Sicuramente il partito non funziona più in molte situazioni. In Francia la struttura del partito socialista si è rinsecchita e ha dimostrato di non bastare più, perché il centro è collassato, la destra se n’è andata ed è rimasta la sinistra massimalista burocratica che ha saputo solo ripetere alcuni slogan. La struttura partito, d’altro canto, ha invece fatto un miracolo per il gollista Fillon. Malgrado tutti i suoi deficit di immagine, la combinazione di una sua posizione clericale e una struttura partito ancora funzionante gli hanno portato il 19%, quando era stato precognizzato il disastro.
Quali chances ha il partito socialista di riprendersi per le elezioni politiche di giugno?
Potrà esserci una ripresa solo se si cambia la leadership. Non voglio demonizzare Hamon, che si è ritrovato solo e abbandonato da tutti, ma il partito socialista, se vuole ritornare ad occupare uno spazio, deve trovare un leader, un nuovo progetto politico- culturale e rifondare una struttura di partito. Missione non dico impossibile, ma difficilissima.
Con questo fallimento in Francia, è finita l’esperienza socialista anche nel resto d’Europa?

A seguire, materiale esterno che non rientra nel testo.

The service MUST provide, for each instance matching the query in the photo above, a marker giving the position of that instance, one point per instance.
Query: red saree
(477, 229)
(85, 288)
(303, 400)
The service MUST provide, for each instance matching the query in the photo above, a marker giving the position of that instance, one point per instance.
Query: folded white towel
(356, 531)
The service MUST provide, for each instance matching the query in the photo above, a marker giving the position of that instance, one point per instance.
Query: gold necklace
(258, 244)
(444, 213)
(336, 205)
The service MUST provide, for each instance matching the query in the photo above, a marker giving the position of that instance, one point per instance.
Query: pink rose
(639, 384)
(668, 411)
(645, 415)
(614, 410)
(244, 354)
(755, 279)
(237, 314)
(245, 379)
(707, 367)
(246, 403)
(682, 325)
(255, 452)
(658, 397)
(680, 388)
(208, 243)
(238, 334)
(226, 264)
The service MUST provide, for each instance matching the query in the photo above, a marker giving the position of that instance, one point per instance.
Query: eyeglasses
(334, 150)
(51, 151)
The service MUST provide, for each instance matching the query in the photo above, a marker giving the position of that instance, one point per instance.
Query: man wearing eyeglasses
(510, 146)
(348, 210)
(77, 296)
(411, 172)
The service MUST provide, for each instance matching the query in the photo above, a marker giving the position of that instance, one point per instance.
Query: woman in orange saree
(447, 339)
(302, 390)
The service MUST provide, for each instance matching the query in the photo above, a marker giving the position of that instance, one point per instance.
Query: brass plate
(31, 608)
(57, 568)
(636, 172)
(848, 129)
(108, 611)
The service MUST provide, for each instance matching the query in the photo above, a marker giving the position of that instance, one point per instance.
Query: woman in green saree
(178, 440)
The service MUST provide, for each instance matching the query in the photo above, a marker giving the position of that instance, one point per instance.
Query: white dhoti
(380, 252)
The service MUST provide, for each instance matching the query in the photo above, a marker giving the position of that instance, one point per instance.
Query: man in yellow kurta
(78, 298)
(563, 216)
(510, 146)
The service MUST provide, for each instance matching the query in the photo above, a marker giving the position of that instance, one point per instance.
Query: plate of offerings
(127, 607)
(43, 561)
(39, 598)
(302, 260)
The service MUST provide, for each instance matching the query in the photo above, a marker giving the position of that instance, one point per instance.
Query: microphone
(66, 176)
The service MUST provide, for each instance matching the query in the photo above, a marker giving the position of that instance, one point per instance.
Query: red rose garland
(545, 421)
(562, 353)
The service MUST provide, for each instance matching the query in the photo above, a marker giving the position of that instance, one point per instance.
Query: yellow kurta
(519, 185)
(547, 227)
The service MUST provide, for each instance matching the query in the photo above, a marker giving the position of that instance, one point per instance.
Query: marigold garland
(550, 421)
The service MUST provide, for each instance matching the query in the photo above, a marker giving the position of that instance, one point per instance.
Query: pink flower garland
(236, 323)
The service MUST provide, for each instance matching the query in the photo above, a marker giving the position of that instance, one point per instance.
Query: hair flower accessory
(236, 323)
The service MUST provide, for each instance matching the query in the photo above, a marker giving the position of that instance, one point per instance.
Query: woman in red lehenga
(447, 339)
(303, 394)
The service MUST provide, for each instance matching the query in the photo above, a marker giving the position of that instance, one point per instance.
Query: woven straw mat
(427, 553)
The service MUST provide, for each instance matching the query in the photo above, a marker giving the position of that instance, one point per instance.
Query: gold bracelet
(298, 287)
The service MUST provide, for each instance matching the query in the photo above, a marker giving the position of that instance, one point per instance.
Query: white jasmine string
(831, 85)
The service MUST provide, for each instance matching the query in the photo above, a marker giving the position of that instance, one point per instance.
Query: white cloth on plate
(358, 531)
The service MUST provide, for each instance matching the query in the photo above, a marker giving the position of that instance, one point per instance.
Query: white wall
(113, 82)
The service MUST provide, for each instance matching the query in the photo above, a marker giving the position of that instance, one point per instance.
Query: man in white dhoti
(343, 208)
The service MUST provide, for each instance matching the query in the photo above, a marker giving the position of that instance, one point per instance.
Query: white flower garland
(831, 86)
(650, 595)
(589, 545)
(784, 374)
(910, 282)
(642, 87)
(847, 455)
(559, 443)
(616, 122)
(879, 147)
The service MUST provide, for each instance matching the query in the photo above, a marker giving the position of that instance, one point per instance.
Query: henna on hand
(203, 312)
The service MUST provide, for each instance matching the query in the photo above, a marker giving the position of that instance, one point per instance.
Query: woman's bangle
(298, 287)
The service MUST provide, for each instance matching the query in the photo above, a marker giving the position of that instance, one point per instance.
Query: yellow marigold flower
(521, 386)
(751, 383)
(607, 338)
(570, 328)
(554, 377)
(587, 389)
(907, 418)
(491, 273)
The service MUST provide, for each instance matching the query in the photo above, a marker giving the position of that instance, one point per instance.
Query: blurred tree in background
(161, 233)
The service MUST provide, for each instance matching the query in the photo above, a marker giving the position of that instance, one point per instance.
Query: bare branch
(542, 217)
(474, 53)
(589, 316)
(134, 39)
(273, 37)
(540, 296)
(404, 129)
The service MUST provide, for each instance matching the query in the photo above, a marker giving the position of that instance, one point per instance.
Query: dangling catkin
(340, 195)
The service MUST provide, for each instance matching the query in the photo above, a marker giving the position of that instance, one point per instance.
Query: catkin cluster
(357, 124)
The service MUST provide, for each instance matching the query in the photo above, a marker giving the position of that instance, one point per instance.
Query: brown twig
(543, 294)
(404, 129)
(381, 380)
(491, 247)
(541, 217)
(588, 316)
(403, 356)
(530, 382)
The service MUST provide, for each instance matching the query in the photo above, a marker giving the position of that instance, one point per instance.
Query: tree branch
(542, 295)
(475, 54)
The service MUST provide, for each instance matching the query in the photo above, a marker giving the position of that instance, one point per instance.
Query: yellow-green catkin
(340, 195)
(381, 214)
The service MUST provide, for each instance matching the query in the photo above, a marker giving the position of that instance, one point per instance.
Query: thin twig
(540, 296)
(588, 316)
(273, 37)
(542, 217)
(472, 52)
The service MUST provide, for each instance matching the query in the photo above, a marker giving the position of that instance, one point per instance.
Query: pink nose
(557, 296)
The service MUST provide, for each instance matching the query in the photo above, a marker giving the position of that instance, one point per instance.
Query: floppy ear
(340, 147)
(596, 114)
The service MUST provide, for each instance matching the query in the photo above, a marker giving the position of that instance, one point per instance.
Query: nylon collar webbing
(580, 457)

Va fatto un discorso Paese per Paese, ma certamente non è il momento migliore per i partiti socialisti in quanto tali. L’unica a tenere davvero è la socialdemocrazia tedesca, mentre sono in crisi le due formazioni socialiste storicamente più significative: quella francese e il laburismo inglese. Anche in Inghilterra questo fallimento ha dei nomi e nasce dalla crisi di Tony Blair a causa dello schiacciamento sulla dimensione americana. E’ mancato poi un nuovo leader altrettanto carismatico per sostituirlo e i labour hanno riproposto un esercizio scolastico di estrema sinistra, nemmeno vivificato da una leadership forte. Paradossalmente, il socialismo ha avuto successo dove non è mai esistito, in America con Bernie Sanders, a dimostrazione che oggi la leadership è assolutamente decisiva.
E il socialismo in Italia, invece?
In Italia abbiamo la situazione più singolare e imbarazzante. Renzi ha vinto usando una espressione orrida come la rottamazione, ma esprimeva un’ipotesi che metteva da parte la famiglia storica post- comunista e quella democristiana per una forte esperienza riformista, che impropriamente potrebbe essere definita liberal- socialista, con una forte leadership e l’ipotesi di sfociare nel partito della Nazione. Poi l’idea è stata banalizzata, ma originariamente doveva essere una cosa molto simile a quella che oggi in Francia sta tentando di fare Macron.